Através do Serviço de Informação ao Cidadão poderão ser solicitados os dados acerca da gestão de pessoal e financeira do MPPE que não estejam disponíveis no Portal da Transparência, assim como, referentes à atuação dos Promotores e Procuradores de Justiça. Por meio do SIC, os cidadãos e empresas também podem solicitar certidões relativas às atividades do MPPE;
 

SOLICITAÇÃO: pedido de providência por parte da Ouvidoria;

SUGESTÃO: opinião com o intuito de contribuir para o aperfeiçoamento de rotina administrativa, procedimento, postura ou atividade do MPPE;

ELOGIO: manifestação em que os atributos, resultados ou outras características inerentes aos atos e procedimentos do Ministério Público estão salientados e enaltecidos.

A manifestação deverá ser feita por meio de formulário eletrônico próprio, por carta / ofício ou pessoalmente (Rua do Imperador, 447, 1º andar, Santo Antonio, Recife-PE, Cep 50.010-240).


SIGILO – O sigilo dos dados pessoais só será aceito em casos excepcionais, após apreciação do ouvidor. Para esse fim, o manifestante terá que justificar a solicitação.

ANONIMATO – Manifestações anônimas só serão admitidas se vierem com as informações necessárias para identificação do fato. Em caso de denúncias, somente após análise da completude das informações pelo Promotor de Justiça, a manifestação anônima poderá gerar ou não a instauração de um procedimento de investigação. A ouvidoria não presta informações por telefone acerca do andamento de manifestações anônimas.


OBS: Em caso de manifestações que tragam graves indícios de fatos contra Promotores e Procuradores de Justiça, a Ouvidoria poderá levar a questão (através de representação) diretamente ao Conselho Nacional do Ministério Público (CNMP) ou órgãos da Administração Superior do MPPE, tais como a Corregedoria-Geral, Procuradoria-Geral e Conselho Superior.
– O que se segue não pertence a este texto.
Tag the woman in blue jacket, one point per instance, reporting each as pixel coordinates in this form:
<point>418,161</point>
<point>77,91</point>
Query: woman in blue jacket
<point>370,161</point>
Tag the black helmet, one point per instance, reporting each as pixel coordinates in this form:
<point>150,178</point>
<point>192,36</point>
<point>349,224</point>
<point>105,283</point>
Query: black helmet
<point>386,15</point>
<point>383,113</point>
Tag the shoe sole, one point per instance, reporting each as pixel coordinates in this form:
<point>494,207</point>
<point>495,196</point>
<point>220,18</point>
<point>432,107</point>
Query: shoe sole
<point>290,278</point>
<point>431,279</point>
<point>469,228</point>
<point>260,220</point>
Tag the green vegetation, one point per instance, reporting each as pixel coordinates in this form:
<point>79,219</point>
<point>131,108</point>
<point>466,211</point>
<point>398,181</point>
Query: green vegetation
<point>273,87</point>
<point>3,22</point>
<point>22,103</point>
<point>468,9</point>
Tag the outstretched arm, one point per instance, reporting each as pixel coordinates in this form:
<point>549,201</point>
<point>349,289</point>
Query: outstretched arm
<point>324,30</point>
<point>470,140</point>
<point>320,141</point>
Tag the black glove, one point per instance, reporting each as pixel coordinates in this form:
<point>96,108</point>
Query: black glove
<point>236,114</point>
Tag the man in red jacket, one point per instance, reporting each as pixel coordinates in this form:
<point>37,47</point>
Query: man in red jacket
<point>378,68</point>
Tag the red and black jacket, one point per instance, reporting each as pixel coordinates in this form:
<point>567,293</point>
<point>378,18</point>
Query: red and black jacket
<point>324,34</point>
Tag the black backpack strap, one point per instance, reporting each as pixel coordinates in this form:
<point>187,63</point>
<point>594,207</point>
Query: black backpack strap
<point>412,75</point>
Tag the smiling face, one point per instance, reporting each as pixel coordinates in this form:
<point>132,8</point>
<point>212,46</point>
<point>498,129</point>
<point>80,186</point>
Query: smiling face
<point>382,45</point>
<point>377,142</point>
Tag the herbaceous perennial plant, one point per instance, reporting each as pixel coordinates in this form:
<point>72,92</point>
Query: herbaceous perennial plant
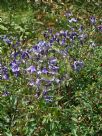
<point>50,61</point>
<point>40,69</point>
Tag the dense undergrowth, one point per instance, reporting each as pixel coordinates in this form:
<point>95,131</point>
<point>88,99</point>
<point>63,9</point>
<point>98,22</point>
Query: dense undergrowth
<point>51,69</point>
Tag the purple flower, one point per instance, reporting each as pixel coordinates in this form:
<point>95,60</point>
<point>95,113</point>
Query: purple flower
<point>25,55</point>
<point>73,20</point>
<point>68,14</point>
<point>92,20</point>
<point>14,66</point>
<point>31,69</point>
<point>100,28</point>
<point>31,83</point>
<point>78,65</point>
<point>6,76</point>
<point>44,70</point>
<point>48,98</point>
<point>53,61</point>
<point>6,93</point>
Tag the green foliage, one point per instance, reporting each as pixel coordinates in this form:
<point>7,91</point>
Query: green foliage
<point>76,108</point>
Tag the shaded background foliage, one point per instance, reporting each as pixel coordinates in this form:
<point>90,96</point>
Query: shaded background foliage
<point>77,107</point>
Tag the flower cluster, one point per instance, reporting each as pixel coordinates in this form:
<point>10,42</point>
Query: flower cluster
<point>41,64</point>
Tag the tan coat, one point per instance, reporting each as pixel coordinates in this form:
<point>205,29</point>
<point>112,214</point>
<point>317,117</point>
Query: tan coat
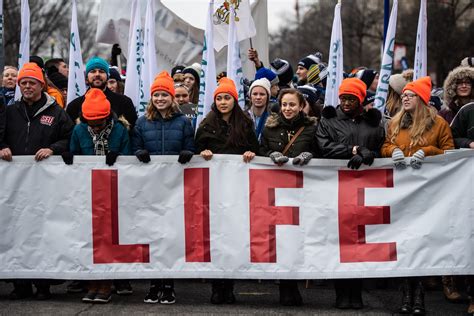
<point>438,139</point>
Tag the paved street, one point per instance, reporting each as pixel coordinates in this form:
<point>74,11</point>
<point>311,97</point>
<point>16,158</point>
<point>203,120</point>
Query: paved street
<point>252,298</point>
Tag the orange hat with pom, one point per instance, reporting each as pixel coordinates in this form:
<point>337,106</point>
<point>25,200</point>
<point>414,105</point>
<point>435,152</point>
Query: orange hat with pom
<point>163,82</point>
<point>31,70</point>
<point>95,106</point>
<point>226,85</point>
<point>422,88</point>
<point>355,87</point>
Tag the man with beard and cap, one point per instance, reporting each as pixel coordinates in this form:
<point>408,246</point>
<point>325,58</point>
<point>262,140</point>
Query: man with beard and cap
<point>35,125</point>
<point>97,73</point>
<point>349,132</point>
<point>303,66</point>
Quando se tratar de servidor, poderá ser encaminhada à Procuradoria-Geral de Justiça e/ou Secretaria-Geral.

CENTROS DE APOIO

CAOPs

Os Centros de Apoio Operacional às Promotorias de Justiça (Caop) são órgãos auxiliares da atividade funcional do Ministério Público, instituídos com a finalidade de subsidiar os órgãos de execução, a exemplo dos promotores e procuradores de Justiça, por meio do estímulo à integração e ao intercâmbio entre esses órgãos que atuam na mesma área de atividade e/ou que tenham atribuições comuns. Outra finalidade é estabelecer o intercâmbio entre esses órgãos de execução com entidades ou órgãos públicos ou privados que atuem em áreas afins, para a obtenção de elementos técnicos especializados necessários ao desempenho das funções dos promotores e procuradores de Justiça, entre outros.

Atualmente, existem no MPPE nove Centros de Apoio Operacional. São eles: O Centro de Apoio Operacional às Promotorias de Combate à Sonegação Fiscal (Caop Sonegação Fiscal); de Tutela de Fundações e Entidades de Interesse Social (Caop Fundações e Entidades de Interesse Social); assim como os Centros de Apoio Operacional às Promotorias em Defesa da Cidadania (Caop Cidadania); do Consumidor (Caop Consumidor); da Infância e Juventude (Caop Infância e Juventude); do Meio Ambiente (Caop Meio Ambiente); do Patrimônio Público (Caop Patrimônio Público); da Saúde (Caop Saúde).